Articles - Have it in writing rather than a handshake

Article from Business News Extra

Nick Richardson, a partner with rhw solicitors, warns of the perils of a verbal or gentlemen's agreements in business.

If you want to do business with a gentlemen (or lady), why on earth would you use a gentlemen's agreement?  Images of cads and bounders and Hugh Laurie may spring to mind, but the real issue here is one of trust.

We all trust other people's driving, yet invariably we put on a seatbelt.  Not just because that's the law, but because we would be plain daft not to.   The same applies to gentlemen's agreements.

Let's be clear what's at stake here.

Basically, the issue is whether or not you trust the other person, shake their hand and accept their word that certain things covered by that agreement will happen.  In a commercial environment or any environment of practical common sense, the question must be "why take a chance?" Why indeed?
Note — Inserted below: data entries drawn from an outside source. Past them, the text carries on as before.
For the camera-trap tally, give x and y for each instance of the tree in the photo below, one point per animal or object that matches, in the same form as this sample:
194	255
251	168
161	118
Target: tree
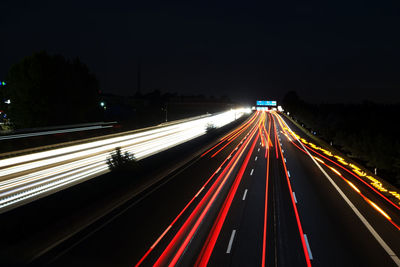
50	90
At its best, a gentlemen's agreement (realistically this is a verbal agreement) is as enforcable (or unenforceable) as any other verbal contract.  Much will depend on trying to establish the exact terms of the agreement, whether they are in a letter, a series of letters, an e-mail or exchange of e-mails, or even scribbled on a napkin during a meal - the traditional "back of the envelope" document.

While it may be possible to establish some of the terms of an agreement, it will at best be cumbersome and time-consuming putting together all the various documents containing reference to these.  There is also a substantial risk that some points may be missed out altogether.  Another risk here for someone trying to rely on a verbal agreement is that to bring any successful claim on a verbal agreement it will be necessary to establish to the satisfaction of a court that the terms of the contract were actually agreed between the parties.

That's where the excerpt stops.